Back then, most people sought to labour in their own house, with factory work only a last resort. The “putting out” method might have entailed dreary toil for minimal pay but it allowed workers to exercise some control as to what they did and when. They could continue to supervise their children, tend their animals and maintain their gardens, while celebrating the religious and folk holidays central to early modern society.

By contrast, as the historian NSB Gras says, factories emerged “purely for purposes of discipline so that the workers could be effectively controlled under the supervision of foremen”. Indeed, as another scholar notes, “there were few areas of the country in which modern industries … if carried on in large buildings, were not associated with prisons, workhouses and orphanages”.

Because the first white-collar workers usually performed some kind of management function, early “offices” often functioned as a privileged adjunct to the factory. A senior clerk in the 1850s might, for instance, expect to perform his duties in a work environment that “closely resembled his home in its furniture, its open fire, curtains and, by the end of the century, gas lighting”.

But, as clerical work proliferated, the office became subjected to the same supervisory techniques by which Frederick Winslow Taylor broke industrial labour into simple, carefully-timed components. Management texts from the first decades of the 20th century reveal an obsession with controlling the most humdrum of tasks, with “the seemingly innocuous act of blotting […] accused of wasting 35 seconds [and] the minuscule time differences in fastening together papers by way of a paperclip versus a tag […] the subject of much discussion”.

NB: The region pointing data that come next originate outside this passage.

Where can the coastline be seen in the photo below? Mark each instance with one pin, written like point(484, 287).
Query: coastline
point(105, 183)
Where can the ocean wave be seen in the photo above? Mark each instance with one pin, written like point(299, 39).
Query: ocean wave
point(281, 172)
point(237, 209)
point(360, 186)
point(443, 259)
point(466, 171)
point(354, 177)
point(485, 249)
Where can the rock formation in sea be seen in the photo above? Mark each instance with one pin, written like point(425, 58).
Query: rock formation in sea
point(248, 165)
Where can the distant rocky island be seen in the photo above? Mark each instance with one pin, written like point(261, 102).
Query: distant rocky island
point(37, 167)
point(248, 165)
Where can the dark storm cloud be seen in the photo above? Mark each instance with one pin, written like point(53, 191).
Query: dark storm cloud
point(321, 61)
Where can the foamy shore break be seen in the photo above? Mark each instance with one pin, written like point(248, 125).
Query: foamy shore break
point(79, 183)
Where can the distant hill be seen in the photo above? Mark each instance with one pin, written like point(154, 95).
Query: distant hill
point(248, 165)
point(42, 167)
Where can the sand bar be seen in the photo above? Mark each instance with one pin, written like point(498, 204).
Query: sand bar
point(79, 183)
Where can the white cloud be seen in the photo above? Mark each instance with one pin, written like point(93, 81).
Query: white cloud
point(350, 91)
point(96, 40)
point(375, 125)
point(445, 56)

Today, most of us don’t get assessed on the basis of how quickly we turn in our swivel chairs (it should take 0.009 of a minute, according to a guide from 1960).

That’s because, by bringing workers out of the home, the office (just like the factory) gave them collective social power. Despite the best efforts of “efficiency experts”, white-collar employees began to organise – and, by so doing, won at least some control over their working life.

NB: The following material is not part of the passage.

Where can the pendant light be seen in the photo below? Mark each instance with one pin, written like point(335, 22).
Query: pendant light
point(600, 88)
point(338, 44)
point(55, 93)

As a result, for every person you know who wants to stay at home, you can probably think of another who misses the camaraderie of a shared workspace: a place to chat, to make friends and, at times, to rebel.

The contradiction plays out in the corporate enthusiasm for office abolition.

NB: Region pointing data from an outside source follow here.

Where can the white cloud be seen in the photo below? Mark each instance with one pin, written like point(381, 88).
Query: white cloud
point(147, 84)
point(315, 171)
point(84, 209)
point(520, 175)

Naomi Klein has identified an attempt to use Covid 19 to impose what she wittily calls a “Screen New Deal”. She argues that the shock of the pandemic has provided cover for those who would implement a raft of oppressive social practices associated with the tech industry.

Certainly, in the workplace, the virus has rendered many of us almost totally dependent on third-party software packages, in ways that potentially give employers tremendous power.

Earlier iterations of the newly ubiquitous Zoom, for instance, contained an option called “attention tracking”, which, under certain circumstances, notified administrators if users clicked away from the active window for more than half a minute. The feature’s now been removed but you can see how working from home might normalise all kinds of other so-called “employee tracking software”.

“My manager knows every single damn thing I do,” a semi-anonymous remote worker called “Jane” explained to Vox. “I barely get to stand up and stretch, as opposed to when I am physically in the office. I feel like I have to constantly be in front of the computer and work because if not, either the [software] logs me out for being idle, or my manager randomly sends a check-in email that I must reply to promptly.”

In the 19th century, capitalists needed workers in one place to monitor them, and that meant paying for expensive factories, in which troublesome trade unions could potentially organise.

Today, though, it’s actually easier to surveil an atomised remote-based workplace than one congregating in a single building. By keeping their staff at home, bosses can disrupt workplace collectivity – and can save on rent while doing so.

It remains to be seen how many companies will follow through on the new anti-office rhetoric. But in these strange times, an embrace of a high-tech “putting out” system might yet be on the cards, as capitalism goes back to its future in increasingly dystopian ways.